The story also gives us more information about the characters who listen to it. Consider Clytemnestra's reaction. She laments the death of her son for about two seconds, and admittedly out of a sense of maternal obligation rather than out of any genuine feeling. Her primary reaction is a selfish one: now she doesn't have to worry anymore about Orestes killing her. If we were on the fence in the Electra-Clytemnestra debate, we'd probably be tipped by this scene.

The Door

It's probably no coincidence that Electra spends all of her time standing in a doorway. Physically she's straddling the palace and the outdoors; morally she's in a real pickle. Though she is staunchly committed to avenging her dad, Electra hasn't actually gone through with a murder yet. This means she's still on the threshold of moral decay – or of moral victory, depending on how you view the final vengeful act of the play.

The Apollo Statue

It can be easy to miss if you're doing a quick read through, but Apollo's statue is always on stage. Apollo never makes an appearance himself, and the gods aren't directly involved in the play – and yet, there's his statue, always hovering on the edge of the action. The point is that the gods are indirectly involved in the plot; remember that Orestes is sent to Mycenae in the first place because Apollo's oracle told him to go. In addition, Clytemnestra's dream has is probably sent by the gods, at least in her mind. The gods are somehow present all the time, and the statue serves as a constant reminder.

The Characters as Symbols

One perspective of Electra is that the play is a moral one. Sophocles is interested in the different viewpoints of a morally sticky topic: vengeance. We can see each character as a different prism through which we examine this theme. Electra is staunchly idealistic; Chrysothemis is firmly pragmatic; Orestes is resolutely determined.

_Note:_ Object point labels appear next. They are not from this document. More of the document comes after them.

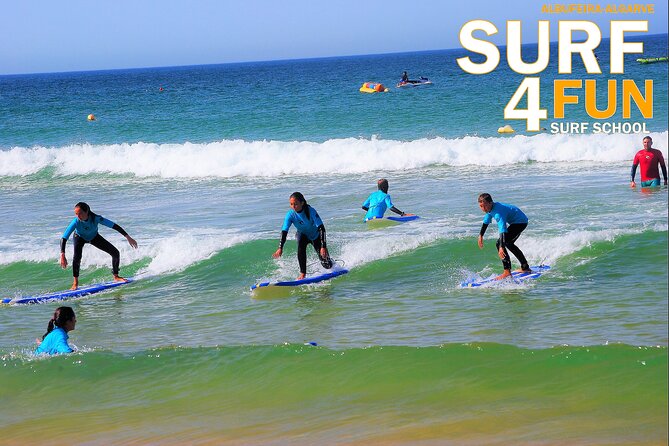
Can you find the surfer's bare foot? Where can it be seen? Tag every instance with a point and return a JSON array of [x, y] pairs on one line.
[[504, 275]]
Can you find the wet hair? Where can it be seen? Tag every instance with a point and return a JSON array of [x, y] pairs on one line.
[[485, 197], [60, 317], [305, 207], [83, 206]]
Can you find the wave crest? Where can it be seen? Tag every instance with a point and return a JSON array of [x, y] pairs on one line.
[[237, 158]]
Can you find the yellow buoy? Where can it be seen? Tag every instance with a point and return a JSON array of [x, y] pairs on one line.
[[506, 129]]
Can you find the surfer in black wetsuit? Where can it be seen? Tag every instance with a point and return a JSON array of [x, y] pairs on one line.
[[85, 228]]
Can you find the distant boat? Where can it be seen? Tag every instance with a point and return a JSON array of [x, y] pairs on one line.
[[373, 87], [415, 82], [653, 59]]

The debates between the two sisters, in particular, can be seen as representative of a larger dialectic going on in the play. This moral debate is one aspect of Sophocles's Electra that makes it stand out from the plays of Aeschylus and Euripides. In fact, this kind of debate and the larger issue of morality are noticeably absent from other Greek tragedies, and lend a more modern feel to the play.